A battalion of tax experts, a possibly backdated contract and front companies in the Caribbean. These are the ingredients of the operation which allowed Patrick Drahi to avoid paying a single euro in tax on the sale of his immense collection of works of art, estimated at at least 750 million euros. Aggressive tax optimization, at the limits of legality, according to the survey of the World and the Swiss magazine Heidi.news.
The emails, sales contracts, internal memos and spreadsheets that help piece together this story are among the many confidential documents stolen by cybercriminal group Hive in a hack targeting Patrick Drahi’s holding company, Altice, and published online in August, after an unfulfilled ransom demand.
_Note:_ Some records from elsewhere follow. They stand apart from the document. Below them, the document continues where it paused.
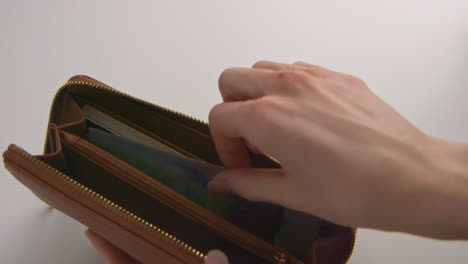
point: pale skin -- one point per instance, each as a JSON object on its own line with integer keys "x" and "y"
{"x": 346, "y": 155}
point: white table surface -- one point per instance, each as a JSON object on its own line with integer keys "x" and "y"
{"x": 414, "y": 54}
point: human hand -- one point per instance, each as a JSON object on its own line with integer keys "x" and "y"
{"x": 114, "y": 255}
{"x": 346, "y": 155}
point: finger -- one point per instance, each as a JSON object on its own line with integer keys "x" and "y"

The world chose to exploit these data despite their criminal origin because of their public interest. These documents, already mentioned by the site Reflets.infoindeed reveal from the media and telecom magnate – eleventh fortune of France according to the magazine Challenges and owner of BFM-TV and SFR – tax practices that raise questions with regard to European regulations.
The story begins at 5, rue Eugène-Ruppert, in Luxembourg City. It is in this small, soulless business center that the financial heart of the Drahi Empire is located. At the same address, there are dozens of mailboxes: on one side, the holding companies of the Altice group (media, telecoms); on the other, the companies carrying the private investments of its founder, Patrick Drahi. One of them, called “Before SA”, held until recently a portfolio of more than 200 works of art to make the most prestigious museums green with envy: five Picassos, eleven Magrittes, eight Chagalls, a Modigliani, a triptych by Bacon, two sculptures by Rodin and as many by Giacometti…
The “LuxLeaks” are a game-changer
Luckily, the pieces of this treasure were not exhibited on the walls of 5, rue Eugène-Ruppert, recently affected by water damage: they were stored in a safe place, in private homes, in the free port of Geneva. or in the warehouses of the Sotheby’s auction house, bought by Mr. Drahi in 2019. By holding his collection through a Luxembourg company, the billionaire, a Swiss resident, benefited from a favorable tax regime, allowing him to hope not to pay any tax on the capital gains the day he would sell part of it, to a buyer or to his children.
However, this hope was dimmed when the European Union (EU) adopted the “ATAD 2” directive in 2017. This text, born after the “LuxLeaks” scandal, aims to drastically limit the possibilities of tax optimization offered by European tax havens such as Luxembourg or the Netherlands. Concretely, it limits the use of certain tax deduction devices, and in particular the “CPEC”, hybrid financial instruments widely used within the Drahi empire. As is often the case, the authorities gave financial players time to adapt: the reform only came into full effect on 1er January 2022. More than enough time to find a fallback solution.